Sementara itu, Kepala Lembaga Layanan Pendidikan Tinggi (LLDIKTI) Wilayah V, Setyabudi Indarto, menilai kualitas pembelajaran jarak jauh lebih ditentukan oleh kreativitas tenaga pengajar dibandingkan fasilitas yang tersedia.
“Sarana itu hanya sebagai pendukung. Yang lebih dibutuhkan justru kreativitas dosen dan tutor, bukan sekadar mengandalkan fasilitas,” jelas Setyabudi.
Ia juga menekankan pentingnya evaluasi terbuka untuk memperbaiki sistem pembelajaran jarak jauh. Menurutnya, keterlibatan pihak eksternal sering kali membantu melihat hal-hal yang sebelumnya luput dari perhatian internal.
“Yang perlu dilakukan bukan menutup kekurangan, tetapi mendiskusikan langkah-langkah perbaikan ke depan agar menjadi lebih baik,” katanya.
Setyabudi menegaskan kehadiran pihaknya bukan untuk menghakimi, melainkan memastikan unit pembelajaran jarak jauh memberikan manfaat nyata dari sisi utilitas dan kreativitas. Ia bahkan menilai UPBJJ SiberMu Kendari berpotensi menjadi contoh praktik terbaik bagi unit lain.
“UPBJJ SiberMu di Kendari bisa menjadi best practice. Ini modal kuat untuk melakukan akselerasi ke depan,” katanya.

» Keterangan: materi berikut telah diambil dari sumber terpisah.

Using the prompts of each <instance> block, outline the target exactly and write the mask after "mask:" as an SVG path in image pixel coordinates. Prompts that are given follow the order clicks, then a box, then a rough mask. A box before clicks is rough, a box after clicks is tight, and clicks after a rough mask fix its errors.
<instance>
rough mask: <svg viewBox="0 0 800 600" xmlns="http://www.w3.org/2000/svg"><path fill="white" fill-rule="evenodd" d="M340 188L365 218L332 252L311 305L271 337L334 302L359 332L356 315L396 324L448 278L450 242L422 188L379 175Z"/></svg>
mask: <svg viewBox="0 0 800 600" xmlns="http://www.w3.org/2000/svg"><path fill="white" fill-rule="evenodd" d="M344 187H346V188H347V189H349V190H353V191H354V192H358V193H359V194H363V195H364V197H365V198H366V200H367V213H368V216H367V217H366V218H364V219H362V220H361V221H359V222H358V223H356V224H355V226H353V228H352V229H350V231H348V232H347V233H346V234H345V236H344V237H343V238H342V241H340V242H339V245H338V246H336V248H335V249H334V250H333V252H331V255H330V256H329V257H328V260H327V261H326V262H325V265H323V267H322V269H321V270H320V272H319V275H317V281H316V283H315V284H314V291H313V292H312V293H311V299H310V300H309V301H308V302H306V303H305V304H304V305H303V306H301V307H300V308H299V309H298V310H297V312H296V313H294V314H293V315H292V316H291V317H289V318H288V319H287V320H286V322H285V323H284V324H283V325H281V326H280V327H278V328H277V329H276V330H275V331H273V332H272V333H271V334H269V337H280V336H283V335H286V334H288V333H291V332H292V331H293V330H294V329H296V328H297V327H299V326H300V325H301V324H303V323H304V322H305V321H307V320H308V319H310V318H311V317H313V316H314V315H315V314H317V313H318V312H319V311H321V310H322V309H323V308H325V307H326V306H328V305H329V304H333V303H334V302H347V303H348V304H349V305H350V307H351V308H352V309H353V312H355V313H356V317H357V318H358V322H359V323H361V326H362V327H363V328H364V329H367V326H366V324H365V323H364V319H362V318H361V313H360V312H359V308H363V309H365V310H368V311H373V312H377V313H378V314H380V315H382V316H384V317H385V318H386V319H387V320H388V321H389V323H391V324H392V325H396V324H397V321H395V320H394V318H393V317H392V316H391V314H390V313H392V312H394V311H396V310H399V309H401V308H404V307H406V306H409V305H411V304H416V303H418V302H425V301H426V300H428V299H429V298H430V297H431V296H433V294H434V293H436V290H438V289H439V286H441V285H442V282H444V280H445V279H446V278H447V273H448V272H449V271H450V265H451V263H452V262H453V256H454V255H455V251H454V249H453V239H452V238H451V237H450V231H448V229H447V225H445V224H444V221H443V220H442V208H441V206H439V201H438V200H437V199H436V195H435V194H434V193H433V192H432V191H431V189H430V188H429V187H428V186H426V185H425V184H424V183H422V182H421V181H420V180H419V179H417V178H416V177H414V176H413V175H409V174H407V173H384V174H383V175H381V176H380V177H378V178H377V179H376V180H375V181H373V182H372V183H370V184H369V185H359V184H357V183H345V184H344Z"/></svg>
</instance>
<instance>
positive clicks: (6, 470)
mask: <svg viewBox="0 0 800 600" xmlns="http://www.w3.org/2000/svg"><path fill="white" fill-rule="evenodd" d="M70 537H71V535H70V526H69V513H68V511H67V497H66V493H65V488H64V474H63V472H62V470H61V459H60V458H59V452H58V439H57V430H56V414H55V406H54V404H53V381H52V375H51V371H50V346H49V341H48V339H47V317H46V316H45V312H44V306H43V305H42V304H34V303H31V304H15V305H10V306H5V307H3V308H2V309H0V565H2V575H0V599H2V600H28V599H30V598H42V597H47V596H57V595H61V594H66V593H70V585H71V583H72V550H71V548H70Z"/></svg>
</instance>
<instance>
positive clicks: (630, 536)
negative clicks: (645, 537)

Ia menambahkan, perkembangan teknologi membuka peluang besar bagi pengembangan pendidikan tinggi berbasis pembelajaran jarak jauh. Banyak pihak disebut mulai mengajukan pendirian perguruan tinggi berbasis PJJ, meski sementara belum dapat dilayani karena keterbatasan kuratorium.
“Jika nantinya dibuka, peluangnya akan sangat besar. Ini menjadi tantangan sekaligus kesempatan untuk mendorong kreativitas dalam pengembangan pendidikan tinggi,” tutupnya.